Directed by: David Leaf and John Scheinfeld
Premise: A documentary film about John Lennon, focusing on his post-Beatles career and his work as an activist in opposition to the Vietnam War and the Nixon administration.
What Works: The U.S. vs. John Lennon uses archival footage and interviews with Lennon’s friends and foes to create a portrait of the man and his work. The film’s focus on this particular span of Lennon’s career allows for the film to analyze how a pop artist can function politically and maintain his artistic integrity. The documentary is extremely entertaining, following basic storytelling principles to create a film that is not just a collection of information, but a dramatic narrative that has its emotional ups and downs. The conflict between Lennon and the Nixon administration is well drawn and contextualized in the cultural revolution of the 1960s and 70s and the Vietnam War. This gives a sense of Lennon’s impact on the entire culture of America and the sets the stakes for which Lennon was fighting, raising it above two figures snipping at each other in the press.

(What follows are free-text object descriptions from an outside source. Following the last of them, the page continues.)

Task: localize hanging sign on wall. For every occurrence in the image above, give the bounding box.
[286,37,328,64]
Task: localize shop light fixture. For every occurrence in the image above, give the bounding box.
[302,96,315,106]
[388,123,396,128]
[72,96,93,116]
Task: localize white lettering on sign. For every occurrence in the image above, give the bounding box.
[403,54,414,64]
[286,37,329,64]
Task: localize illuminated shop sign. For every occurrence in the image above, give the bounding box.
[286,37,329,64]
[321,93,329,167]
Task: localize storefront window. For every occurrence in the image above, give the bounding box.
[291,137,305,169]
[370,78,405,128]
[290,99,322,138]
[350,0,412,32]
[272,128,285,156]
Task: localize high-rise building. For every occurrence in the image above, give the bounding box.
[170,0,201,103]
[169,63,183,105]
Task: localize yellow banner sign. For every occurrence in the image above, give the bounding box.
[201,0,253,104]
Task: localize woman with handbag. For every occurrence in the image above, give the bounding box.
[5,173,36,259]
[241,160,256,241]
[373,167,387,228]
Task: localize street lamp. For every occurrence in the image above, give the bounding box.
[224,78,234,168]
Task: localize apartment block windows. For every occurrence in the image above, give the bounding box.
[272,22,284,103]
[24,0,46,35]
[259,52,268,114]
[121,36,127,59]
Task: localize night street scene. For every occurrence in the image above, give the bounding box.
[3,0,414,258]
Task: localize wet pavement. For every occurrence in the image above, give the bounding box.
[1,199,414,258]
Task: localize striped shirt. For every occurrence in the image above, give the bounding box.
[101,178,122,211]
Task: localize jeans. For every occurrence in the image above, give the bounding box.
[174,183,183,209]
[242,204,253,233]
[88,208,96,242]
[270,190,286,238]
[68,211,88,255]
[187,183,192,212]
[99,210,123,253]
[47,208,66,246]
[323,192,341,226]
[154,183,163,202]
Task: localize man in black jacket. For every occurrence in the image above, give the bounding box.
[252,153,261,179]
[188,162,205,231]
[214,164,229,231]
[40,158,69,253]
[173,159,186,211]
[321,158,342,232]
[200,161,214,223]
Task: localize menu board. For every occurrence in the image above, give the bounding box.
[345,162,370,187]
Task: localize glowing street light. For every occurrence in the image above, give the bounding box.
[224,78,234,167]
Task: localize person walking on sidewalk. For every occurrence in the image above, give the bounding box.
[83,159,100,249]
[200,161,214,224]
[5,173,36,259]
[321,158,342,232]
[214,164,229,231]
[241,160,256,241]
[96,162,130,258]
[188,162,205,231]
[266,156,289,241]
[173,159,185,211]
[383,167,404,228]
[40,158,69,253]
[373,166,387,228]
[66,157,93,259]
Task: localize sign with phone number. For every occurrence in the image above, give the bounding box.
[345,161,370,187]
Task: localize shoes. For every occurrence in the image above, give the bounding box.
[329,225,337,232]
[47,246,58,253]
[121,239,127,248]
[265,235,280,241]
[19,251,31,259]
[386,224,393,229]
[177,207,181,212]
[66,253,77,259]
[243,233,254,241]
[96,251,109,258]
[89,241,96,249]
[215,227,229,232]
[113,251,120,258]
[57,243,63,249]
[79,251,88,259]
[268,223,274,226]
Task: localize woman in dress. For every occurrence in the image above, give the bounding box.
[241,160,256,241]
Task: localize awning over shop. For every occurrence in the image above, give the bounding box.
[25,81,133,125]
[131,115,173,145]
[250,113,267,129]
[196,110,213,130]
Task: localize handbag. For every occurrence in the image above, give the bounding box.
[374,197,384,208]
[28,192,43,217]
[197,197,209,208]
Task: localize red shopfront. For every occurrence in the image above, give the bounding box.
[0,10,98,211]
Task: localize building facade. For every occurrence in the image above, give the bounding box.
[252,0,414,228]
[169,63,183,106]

What Doesn’t: The film mostly ignores Lennon’s musical work in this period of his life, preferring instead to dwell on his use of celebrity to bring awareness to social justice issues. While this is interesting, it sometimes feels as though the film gets away from what made Lennon great in the first place.
DVD extras: Bonus footage, trailer.
Bottom Line: The U.S. vs. John Lennon is an effective documentary, paralleling our own political and artistic environment. Like Inside Deep Throat, this documentary is able to successfully and entertainingly analyze how art and politics interact and sometimes collide. The film is also an inspirational tribute, showing that popular artists can produce meaningful work if they would simply try.